Как же меня достала эта ваша война. Воодушевленные, радостно-деловитые физиономии журналистов, которые вдруг стремительно освоили разницу между оперативной обстановкой на северо-афганском и западно-грузинском ТВД, черт бы взял эту неизбывную склонность обывателя к обожанию эполет, ментиков и фланговых атак. А если прибавить еще и сибирскую язву, эпистолярно мерцающую над всем цивилизованным Западом?.. Мой Бог, чьи это стихи?

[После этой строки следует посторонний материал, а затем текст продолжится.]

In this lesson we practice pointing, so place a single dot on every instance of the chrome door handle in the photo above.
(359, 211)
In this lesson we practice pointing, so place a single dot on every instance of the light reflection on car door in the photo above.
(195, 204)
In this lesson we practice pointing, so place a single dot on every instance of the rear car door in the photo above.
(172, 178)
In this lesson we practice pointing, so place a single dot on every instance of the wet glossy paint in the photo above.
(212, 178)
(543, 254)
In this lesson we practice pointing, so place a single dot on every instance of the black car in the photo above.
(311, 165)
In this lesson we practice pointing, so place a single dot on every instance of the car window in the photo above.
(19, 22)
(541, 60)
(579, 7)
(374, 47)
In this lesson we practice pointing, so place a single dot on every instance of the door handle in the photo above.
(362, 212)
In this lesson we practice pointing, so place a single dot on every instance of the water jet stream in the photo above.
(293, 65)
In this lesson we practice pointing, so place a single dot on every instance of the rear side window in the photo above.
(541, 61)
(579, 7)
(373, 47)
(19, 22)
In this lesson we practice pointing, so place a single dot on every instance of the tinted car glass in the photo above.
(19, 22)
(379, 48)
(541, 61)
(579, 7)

Мы на войне. Всечасною опорой
Пусть служит та последняя решимость,
Которой ворон, с нашего рожденья,
Над нами реет, к битве побуждая,
Суля победу и преображенье.
Как он, мы равно презираем павших
И уцелевших.
— А ты напиши про принцессу Диану, — вдруг вспомнил сын. Она-то ведь не имеет к войне никакого отношения, а?
— Ага, — скривился я, — заодно еще можно про ейное благотворительное разминирование, которое англо-американскими разведуправлениями спонсировалось, написать. Да? Или про ее несостоявшихся арабских родственничков и их связи с террористами?
— Хорошо, — сказал сын, — тогда можно вообще не писать ни о чем реально существующем. А придумать все из ума.
Легко сказать. Это тому, у кого есть еще какой-то ум. А мне? Ну если нет ума и даже не предвидится, откуда взять иной взгляд на происходящее? Только и остается, что скрежетать зубами и тихо всхлипывать — ах, не бейте муху, ручки у нее болят, ножки у нее болят. При чем здесь муха? Ведь ты, кажется, на мышах специализируешься, разве нет?
Да уж лучше на мышах, чем на талибах (организация запрещена в России). Взять хотя бы Серапиона?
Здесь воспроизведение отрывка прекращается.